Why are you answering your own questions? If you already know the answers why even post the question ... (6 comments)

Comments on Parallel RLC circuit

Why are you answering your own questions? If you already know the answers why even post the question ...
Carl‭ wrote about 1 month ago:

Why are you answering your own questions? If you already know the answers why even post the question in the first place?

MissMulan‭ wrote about 1 month ago:

Because it is useful if someone wants to ask something relevant to the question.

Olin Lathrop‭ wrote about 1 month ago:

@Carl: Self-answered questions are allowed here. Of course a self-answered question should be the kind that someone else might reasonably run into, and both the question and answer must be well written, well presented, and correct.

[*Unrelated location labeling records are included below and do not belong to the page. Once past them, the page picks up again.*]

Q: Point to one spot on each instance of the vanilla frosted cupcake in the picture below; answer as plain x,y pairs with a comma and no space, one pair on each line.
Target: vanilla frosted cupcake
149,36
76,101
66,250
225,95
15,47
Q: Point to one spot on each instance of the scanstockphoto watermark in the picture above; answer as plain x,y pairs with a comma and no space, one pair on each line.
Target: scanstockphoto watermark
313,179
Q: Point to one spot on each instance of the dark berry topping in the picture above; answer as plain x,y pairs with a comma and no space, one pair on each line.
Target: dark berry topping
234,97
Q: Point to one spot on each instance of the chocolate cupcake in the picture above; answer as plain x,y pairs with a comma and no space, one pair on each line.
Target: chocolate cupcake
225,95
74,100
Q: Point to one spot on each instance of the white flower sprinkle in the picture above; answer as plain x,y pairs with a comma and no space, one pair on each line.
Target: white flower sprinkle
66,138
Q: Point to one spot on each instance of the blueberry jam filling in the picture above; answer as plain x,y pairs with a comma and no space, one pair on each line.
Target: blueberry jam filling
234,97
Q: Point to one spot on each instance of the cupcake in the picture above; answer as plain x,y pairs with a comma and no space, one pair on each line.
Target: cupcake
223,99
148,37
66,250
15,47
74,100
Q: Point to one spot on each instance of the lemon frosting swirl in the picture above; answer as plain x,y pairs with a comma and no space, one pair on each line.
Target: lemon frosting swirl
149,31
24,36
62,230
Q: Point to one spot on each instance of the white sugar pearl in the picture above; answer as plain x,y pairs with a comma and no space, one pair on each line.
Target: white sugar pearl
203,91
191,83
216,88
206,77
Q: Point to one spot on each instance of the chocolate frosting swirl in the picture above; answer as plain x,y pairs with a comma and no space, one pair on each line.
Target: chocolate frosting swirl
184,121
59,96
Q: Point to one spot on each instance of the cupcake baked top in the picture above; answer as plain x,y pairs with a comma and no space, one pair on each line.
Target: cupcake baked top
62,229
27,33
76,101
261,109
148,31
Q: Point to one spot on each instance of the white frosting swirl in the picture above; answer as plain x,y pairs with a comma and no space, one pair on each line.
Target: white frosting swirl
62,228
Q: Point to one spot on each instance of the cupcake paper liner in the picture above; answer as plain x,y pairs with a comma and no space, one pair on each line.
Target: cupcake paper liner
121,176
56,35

Carl‭ wrote about 1 month ago:

Olin Lathrop‭: Understood. But this doesn't seem like a question that matches the description you have given, in my opinion.

MissMulan‭ wrote about 1 month ago:

@Carl please clarify?Isnt it well written,correct or well presented?

Carl‭ wrote about 1 month ago:

MissMulan‭ The question and answers you have given are poorly presented and not easy to read/understand. The question is too specific to be useful for anyone other than yourself. And most importantly, the solution in your answer is incorrect! That is unacceptable and, honestly, embarassing.